The following scene finds Saul as he realizes he is sitting in his car, drenched and getting wetter. What the hell? He looks out the car window and it is pouring harder than he ever saw before. Hell, it’s even coming in horizontally and then Saul realizes he’s in a car wash. Specifically, Walter White’s car wash. He turns around and sees sitting next to him, covered in suds, wheel bright, carnauba wax, and Rain-x, Walter White with a rather evil, foamy grin on his face. “Hi Saul.”

“Nonononono! You’re just a dream! I thought you were dead. I know that much!”

Walter reaches out and smears some suds all over Saul’s face. “Still think this is a dream? Think I’m a dream? No, Saul. I was and still am, your worst nightmare. After all, nobody really dies in syndication.”

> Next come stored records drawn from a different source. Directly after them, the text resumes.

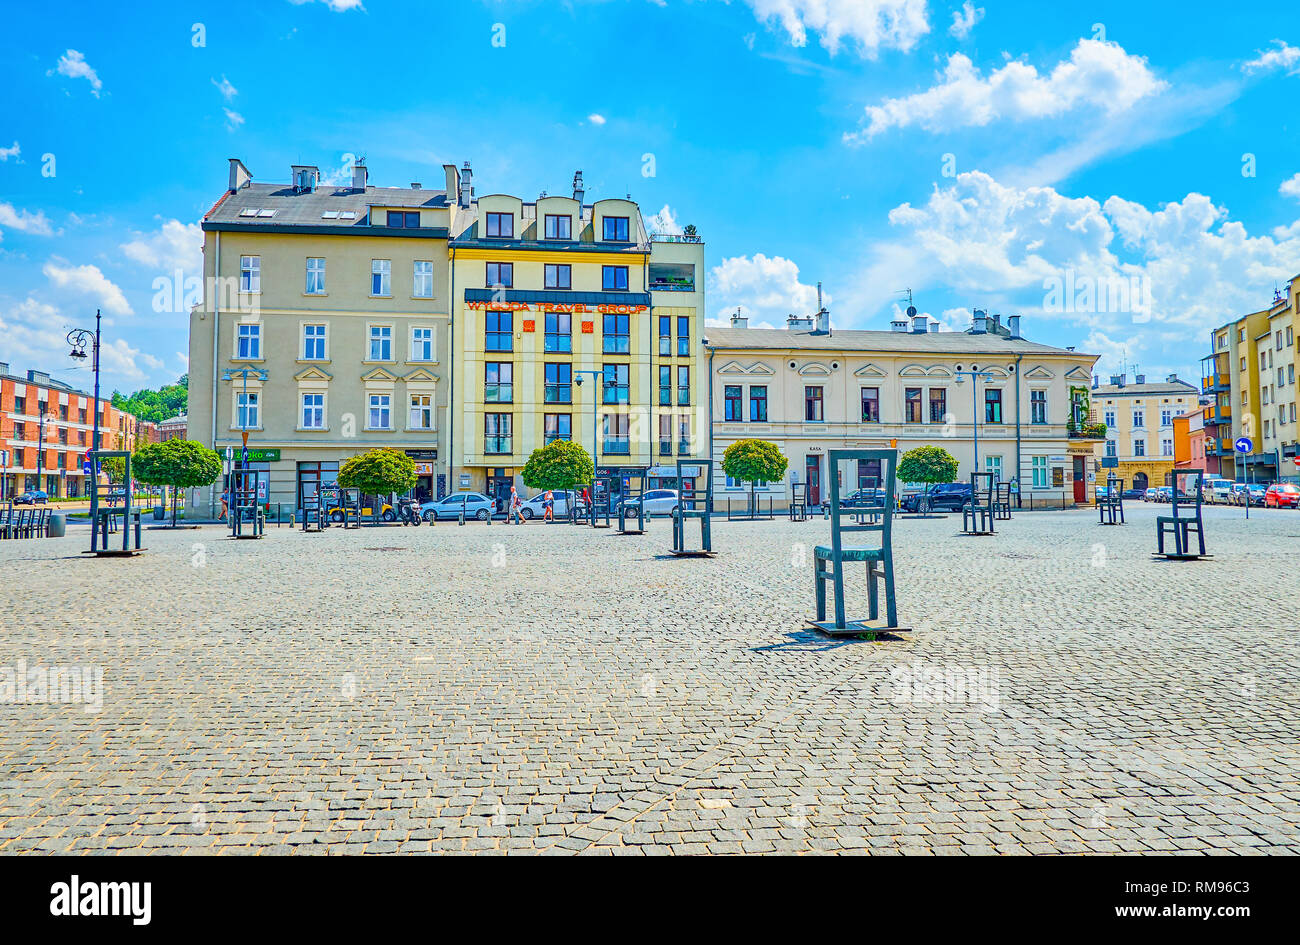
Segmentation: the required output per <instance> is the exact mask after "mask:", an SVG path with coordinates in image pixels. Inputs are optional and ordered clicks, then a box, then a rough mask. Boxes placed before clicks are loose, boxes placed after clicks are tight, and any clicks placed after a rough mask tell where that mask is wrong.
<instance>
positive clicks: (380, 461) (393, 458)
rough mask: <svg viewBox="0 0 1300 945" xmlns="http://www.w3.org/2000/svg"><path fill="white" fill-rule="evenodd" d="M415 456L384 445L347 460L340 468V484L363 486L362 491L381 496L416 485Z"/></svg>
mask: <svg viewBox="0 0 1300 945" xmlns="http://www.w3.org/2000/svg"><path fill="white" fill-rule="evenodd" d="M416 482H419V477H417V476H416V474H415V460H413V459H411V458H409V456H407V455H406V454H404V452H402V451H400V450H393V448H390V447H386V446H381V447H378V448H374V450H367V451H365V452H363V454H359V455H356V456H352V458H351V459H348V460H346V461H344V463H343V465H342V467H341V468H339V471H338V484H339V485H341V486H343V487H344V489H360V490H361V494H363V495H374V497H377V498H382V497H385V495H390V494H393V493H407V491H411V490H412V489H415V484H416Z"/></svg>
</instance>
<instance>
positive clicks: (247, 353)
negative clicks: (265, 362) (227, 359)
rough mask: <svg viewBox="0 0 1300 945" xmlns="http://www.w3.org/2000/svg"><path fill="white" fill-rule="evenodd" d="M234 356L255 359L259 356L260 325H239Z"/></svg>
mask: <svg viewBox="0 0 1300 945" xmlns="http://www.w3.org/2000/svg"><path fill="white" fill-rule="evenodd" d="M235 357H238V359H240V360H250V361H256V360H259V359H260V357H261V325H240V326H239V341H238V350H237V354H235Z"/></svg>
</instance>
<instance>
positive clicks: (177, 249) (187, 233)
mask: <svg viewBox="0 0 1300 945" xmlns="http://www.w3.org/2000/svg"><path fill="white" fill-rule="evenodd" d="M134 237H135V238H134V239H131V240H130V242H126V243H122V247H121V248H122V255H123V256H126V257H127V259H129V260H131V261H133V263H139V264H140V265H143V266H148V268H149V269H157V270H160V272H162V273H164V274H166V276H170V274H172V272H174V270H175V269H179V270H181V272H182V273H185V276H186V277H190V276H198V277H200V278H201V276H203V230H201V227H200V226H199V225H198V224H182V222H181V221H179V220H168V221H165V222H164V224H162V226H161V227H159V230H157V231H156V233H151V234H143V233H138V234H134Z"/></svg>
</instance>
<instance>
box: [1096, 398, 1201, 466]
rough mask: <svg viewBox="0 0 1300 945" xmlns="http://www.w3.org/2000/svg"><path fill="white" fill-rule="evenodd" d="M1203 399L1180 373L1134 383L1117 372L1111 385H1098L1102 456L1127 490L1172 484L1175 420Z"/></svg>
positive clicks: (1096, 403)
mask: <svg viewBox="0 0 1300 945" xmlns="http://www.w3.org/2000/svg"><path fill="white" fill-rule="evenodd" d="M1199 399H1200V394H1199V391H1197V389H1196V386H1195V385H1191V383H1188V382H1187V381H1182V380H1179V378H1178V374H1169V376H1167V377H1166V378H1165V380H1164V381H1153V382H1148V381H1147V376H1145V374H1138V376H1136V378H1134V381H1130V380H1128V377H1127V376H1126V374H1114V376H1112V377H1110V383H1105V385H1095V386H1093V389H1092V420H1093V422H1101V424H1105V426H1106V441H1105V443H1104V446H1102V456H1104V458H1106V459H1110V460H1114V461H1115V463H1117V464H1115V467H1113V468H1114V472H1115V476H1118V477H1119V478H1122V480H1123V481H1125V485H1126V486H1127V487H1131V489H1149V487H1154V486H1164V485H1169V484H1170V482H1171V474H1173V472H1174V460H1175V452H1174V419H1175V417H1178V416H1182V415H1183V413H1187V412H1188V411H1190V409H1192V408H1193V407H1196V406H1197V403H1199ZM1108 472H1109V469H1108Z"/></svg>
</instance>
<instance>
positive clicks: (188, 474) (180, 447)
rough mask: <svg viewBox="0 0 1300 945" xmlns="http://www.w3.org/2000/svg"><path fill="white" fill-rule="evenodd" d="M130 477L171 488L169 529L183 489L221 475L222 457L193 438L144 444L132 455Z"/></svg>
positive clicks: (174, 517)
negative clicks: (170, 508)
mask: <svg viewBox="0 0 1300 945" xmlns="http://www.w3.org/2000/svg"><path fill="white" fill-rule="evenodd" d="M131 474H133V476H134V477H135V478H138V480H139V481H140V482H144V484H148V485H151V486H170V487H172V526H173V528H175V506H177V497H178V495H179V494H181V490H182V489H198V487H199V486H211V485H212V484H213V482H216V481H217V477H218V476H221V456H218V455H217V454H216V451H213V450H209V448H208V447H205V446H204V445H203V443H199V442H195V441H192V439H165V441H162V442H161V443H146V445H144V446H142V447H140V448H139V450H136V451H135V452H133V454H131Z"/></svg>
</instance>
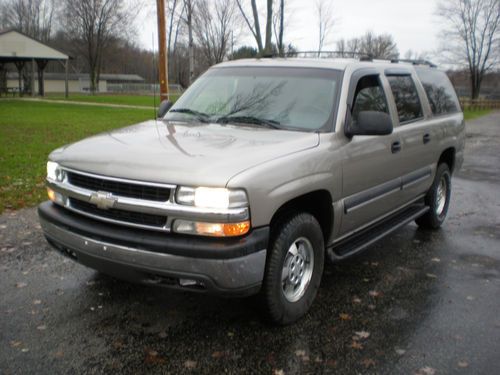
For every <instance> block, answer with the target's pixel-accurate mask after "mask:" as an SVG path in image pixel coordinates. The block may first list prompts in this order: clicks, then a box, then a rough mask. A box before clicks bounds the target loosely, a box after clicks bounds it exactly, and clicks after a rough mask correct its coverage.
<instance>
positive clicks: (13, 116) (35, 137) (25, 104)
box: [0, 100, 153, 213]
mask: <svg viewBox="0 0 500 375" xmlns="http://www.w3.org/2000/svg"><path fill="white" fill-rule="evenodd" d="M152 117H153V113H152V111H151V110H142V109H124V108H109V107H108V108H106V107H96V106H92V107H90V106H81V105H71V104H57V103H36V102H23V101H22V100H0V140H1V141H0V171H1V173H0V213H1V212H3V211H4V210H5V209H18V208H22V207H29V206H33V205H35V204H37V203H38V202H41V201H43V200H45V199H46V190H45V187H44V186H45V185H44V182H45V174H46V170H45V168H46V161H47V156H48V154H49V153H50V152H51V151H52V150H54V149H55V148H57V147H59V146H62V145H64V144H67V143H70V142H74V141H77V140H79V139H82V138H84V137H87V136H89V135H92V134H96V133H100V132H104V131H107V130H111V129H115V128H119V127H123V126H126V125H130V124H134V123H137V122H140V121H143V120H146V119H151V118H152Z"/></svg>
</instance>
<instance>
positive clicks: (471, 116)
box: [464, 109, 491, 120]
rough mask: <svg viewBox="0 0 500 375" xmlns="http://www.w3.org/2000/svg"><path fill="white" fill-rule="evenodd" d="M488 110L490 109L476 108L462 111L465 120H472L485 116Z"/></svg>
mask: <svg viewBox="0 0 500 375" xmlns="http://www.w3.org/2000/svg"><path fill="white" fill-rule="evenodd" d="M490 112H491V109H477V110H469V109H466V110H465V111H464V118H465V119H466V120H474V119H475V118H478V117H481V116H485V115H487V114H488V113H490Z"/></svg>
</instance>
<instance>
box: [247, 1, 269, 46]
mask: <svg viewBox="0 0 500 375" xmlns="http://www.w3.org/2000/svg"><path fill="white" fill-rule="evenodd" d="M271 1H272V0H271ZM268 2H269V0H268ZM252 13H253V20H254V24H255V40H256V41H257V48H258V49H259V52H260V53H262V52H263V51H264V47H263V46H262V34H261V33H260V24H259V13H258V12H257V4H256V0H252Z"/></svg>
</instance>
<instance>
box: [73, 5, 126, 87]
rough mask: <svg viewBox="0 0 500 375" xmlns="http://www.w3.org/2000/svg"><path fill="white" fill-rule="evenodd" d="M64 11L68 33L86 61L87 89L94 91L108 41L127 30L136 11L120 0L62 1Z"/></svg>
mask: <svg viewBox="0 0 500 375" xmlns="http://www.w3.org/2000/svg"><path fill="white" fill-rule="evenodd" d="M64 13H65V16H66V20H65V21H66V29H67V30H68V34H69V35H71V36H72V38H73V40H74V46H75V47H76V48H77V49H78V50H79V52H80V53H81V54H82V55H83V56H84V57H85V59H86V61H87V64H88V68H89V79H90V90H91V92H92V93H95V92H96V91H97V89H98V85H99V77H100V73H101V67H102V62H103V54H104V51H105V49H106V47H107V45H108V43H109V42H110V40H111V39H112V38H113V37H114V36H124V35H126V33H127V32H130V30H131V28H130V25H131V24H132V20H133V17H134V15H135V14H136V12H135V10H134V9H133V7H132V6H131V5H129V6H127V5H126V4H125V3H124V2H123V1H120V0H65V3H64Z"/></svg>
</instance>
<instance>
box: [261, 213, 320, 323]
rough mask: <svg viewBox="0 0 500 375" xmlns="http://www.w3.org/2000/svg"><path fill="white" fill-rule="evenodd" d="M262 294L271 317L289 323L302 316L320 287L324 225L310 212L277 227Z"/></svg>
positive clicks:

Saul blanches, even through the suds. “What is happening to me? Why is this happening?”

“Saul, Saul… you don’t get it, do you? You have to change. You can’t go on as before. You know too much and have been behind most of the bad crap that’s gone on for five years. We have plans for you.”

The car comes out of the car wash, damp but very clean, into a bright, sunny New Mexico morning. Walter leans over to Saul and instructs him to drive to his office.

Saul is besides himself. He looks terrified and is on the verge of crying. “What are we doing here? I’m supposed to be far away from all this.”

Walter gleefully grins at Saul. “You still don’t get it, Saul. I said we have plans for you. Let’s go in your office and it will all be clear.”


They get out of the car and walk into Saul’s office, only to find it is a large sound stage. Saul whimpers again, “What is this? Who ARE you?”

“Saul, I really thought you would have guessed it by now. I’m the Development Director from AMC. Your contract with us is in perpetuity. Welcome to your new series. Between this and syndication of the old show, we own you. Your life is now as we write it! Remember, everything has consequences.”

Walter walks off the sound stage into darkness. The Carpenter’s song “We’ve Only Just Begun” comes up, screen fades to blackness over Saul’s wails of “Why me? Why me?”

Out and titles, “Coming to AMC, 2014.”

Merry Christmas, Happy Hanukkah, Happy Kwanzaa, and Happy Russki Novi Rok to all!